- Ashley-Cooper in 1927
- Tenure: 1900–1947
- Other names: Lord Ashley
- Known for: Son of 9th Earl of Shaftesbury
- Born: 4 October 1900 Wimborne St Giles, Dorset, England
- Died: 8 March 1947 (aged 46) Wimborne St Giles, Dorset, England
- Locality: Dorset
- Spouses: ; Sylvia Ashley ​ ​(m. 1927; div. 1934)​ ; Françoise Soulier ​ ​(m. 1937)​
- Issue: Anthony Ashley-Cooper, 10th Earl of Shaftesbury

= Anthony Ashley-Cooper, Lord Ashley =

British Army officer (1900–1947)

Anthony Ashley-Cooper, Lord Ashley, OStJ, TD, DL (4 October 1900 – 8 March 1947), was a British Army officer.

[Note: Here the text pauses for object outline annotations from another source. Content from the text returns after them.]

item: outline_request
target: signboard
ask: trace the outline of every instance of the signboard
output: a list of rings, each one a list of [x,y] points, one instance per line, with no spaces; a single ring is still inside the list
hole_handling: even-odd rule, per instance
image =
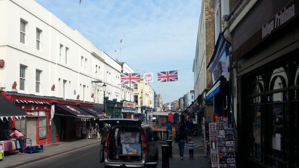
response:
[[[123,107],[125,107],[135,108],[136,107],[136,103],[135,102],[124,101],[123,103]]]
[[[154,73],[143,73],[143,81],[145,83],[150,83],[154,82]]]

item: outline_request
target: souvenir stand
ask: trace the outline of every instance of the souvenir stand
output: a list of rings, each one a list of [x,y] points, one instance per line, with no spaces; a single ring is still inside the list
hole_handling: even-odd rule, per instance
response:
[[[223,117],[209,123],[210,159],[212,167],[235,168],[234,133],[233,123]]]

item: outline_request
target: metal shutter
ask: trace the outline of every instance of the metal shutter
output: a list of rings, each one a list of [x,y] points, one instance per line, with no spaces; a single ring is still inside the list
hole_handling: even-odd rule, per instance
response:
[[[32,140],[32,145],[36,144],[36,117],[26,117],[26,138]]]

As the eldest son of Anthony Ashley-Cooper, 9th Earl of Shaftesbury (his mother was Shaftesbury's wife Lady Constance Sibell Grosvenor), he used the courtesy title "Lord Ashley".

==Family life==
Ashley was married first to Sylvia Hawkes. They were married on 3 February 1927 and divorced on 28 November 1934. Lord Ashley shocked London society by marrying Hawkes, an English model and actress from the chorus line. They were divorced after she began an affair with the American actor Douglas Fairbanks Sr. who was named as co-respondent in the petition for divorce.

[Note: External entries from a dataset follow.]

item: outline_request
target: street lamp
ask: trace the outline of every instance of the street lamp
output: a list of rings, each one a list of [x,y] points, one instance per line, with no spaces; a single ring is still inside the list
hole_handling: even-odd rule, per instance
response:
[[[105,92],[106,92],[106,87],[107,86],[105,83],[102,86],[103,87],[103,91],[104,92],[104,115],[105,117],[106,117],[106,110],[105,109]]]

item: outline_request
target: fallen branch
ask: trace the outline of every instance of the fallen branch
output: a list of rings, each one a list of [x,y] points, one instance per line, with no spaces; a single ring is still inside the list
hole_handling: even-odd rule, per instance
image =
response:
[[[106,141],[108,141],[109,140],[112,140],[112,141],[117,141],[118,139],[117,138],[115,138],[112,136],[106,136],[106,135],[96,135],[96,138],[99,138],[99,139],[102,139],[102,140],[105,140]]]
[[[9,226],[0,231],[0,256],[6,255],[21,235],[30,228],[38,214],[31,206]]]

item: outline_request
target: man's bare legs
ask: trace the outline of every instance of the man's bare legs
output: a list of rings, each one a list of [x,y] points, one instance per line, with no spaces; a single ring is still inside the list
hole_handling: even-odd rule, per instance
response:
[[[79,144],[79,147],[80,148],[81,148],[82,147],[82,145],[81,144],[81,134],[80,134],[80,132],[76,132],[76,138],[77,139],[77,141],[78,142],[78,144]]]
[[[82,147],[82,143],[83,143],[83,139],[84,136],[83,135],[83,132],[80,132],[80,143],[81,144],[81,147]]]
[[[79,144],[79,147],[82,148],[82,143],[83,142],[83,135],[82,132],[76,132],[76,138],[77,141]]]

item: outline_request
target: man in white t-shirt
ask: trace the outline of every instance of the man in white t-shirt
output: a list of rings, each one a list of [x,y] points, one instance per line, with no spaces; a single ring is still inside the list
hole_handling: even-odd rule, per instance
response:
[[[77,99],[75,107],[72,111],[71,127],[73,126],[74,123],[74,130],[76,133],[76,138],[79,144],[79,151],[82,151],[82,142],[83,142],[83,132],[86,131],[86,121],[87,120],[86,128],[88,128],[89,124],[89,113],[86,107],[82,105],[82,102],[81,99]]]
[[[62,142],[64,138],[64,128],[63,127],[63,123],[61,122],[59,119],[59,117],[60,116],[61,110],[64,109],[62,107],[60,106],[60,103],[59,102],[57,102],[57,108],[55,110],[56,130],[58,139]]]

Lord Ashley's second wife was the French-born Françoise Soulier (1914–1999), the daughter of Georges Soulier of Caudebec-en-Caux, France. Lord Ashley and Soulier were married on 31 March 1937 and remained married until his death in 1947. Their two children were:
- Anthony Ashley-Cooper, 10th Earl of Shaftesbury (22 May 1938 – c. 5 November 2004)
- Lady Frances Mary Elizabeth Ashley-Cooper (born 9 April 1940).

Lord Ashley was heir apparent to the earldom of Shaftesbury throughout his life. On 8 November 1943, his father appointed him a deputy lieutenant of Dorset. However, at age 46, Ashley died unexpectedly of heart disease before his father, making his son, also named Anthony Ashley-Cooper, heir apparent, inheriting the earldom in 1961 upon the death of his grandfather, the 9th Earl of Shaftesbury.

==Military service==
Lord Ashley was a cadet in the Eton College contingent of the Officers' Training Corps. He was commissioned a second lieutenant in the 94th (Dorset & Somersetshire Yeomanry) Field Brigade, Royal Artillery, on 26 June 1925. On 1 May 1926, he transferred to the Royal Wiltshire Yeomanry with the same rank. Lord Ashley was promoted to lieutenant on 12 March 1929. Soon after, on 25 May 1929, he was seconded away from the regiment to serve, from 19 August, as an aide-de-camp to Sir Frederick Sykes, Governor of Bombay, and restored to the establishment on 19 April 1930. He was restored to his unit on 2 May 1931. Lord Ashley was promoted to captain on 26 June 1937, and to major on 5 March 1938. On 5 January 1940, he was removed from the Wiltshire Yeomanry and placed on the general list of Yeomanry officers.

Major Lord Ashley was transferred to the Intelligence Corps on 22 July 1940, having requested to serve as a captain during World War II. He served with the Auxiliary Units, which were highly covert Resistance groups trained to engage and counteract the expected invasion of the United Kingdom by Nazi Germany. Members of the Auxiliary Unit were stationed in covert hidden bunkers scattered throughout Great Britain. While Major Lord Ashley was trained at Coleshill House near Highworth, Wiltshire, specific details regarding his assignments and operational base remain classified.

On 18 December 1941, he was transferred to the Territorial Army reserve of officers for the Royal Armoured Corps, Royal Tank Regiment. He was posthumously awarded the Efficiency Decoration in 1947.

==Order of St John==
On 24 December 1943, Lord Ashley was appointed an Officer of the Order of St John (OStJ).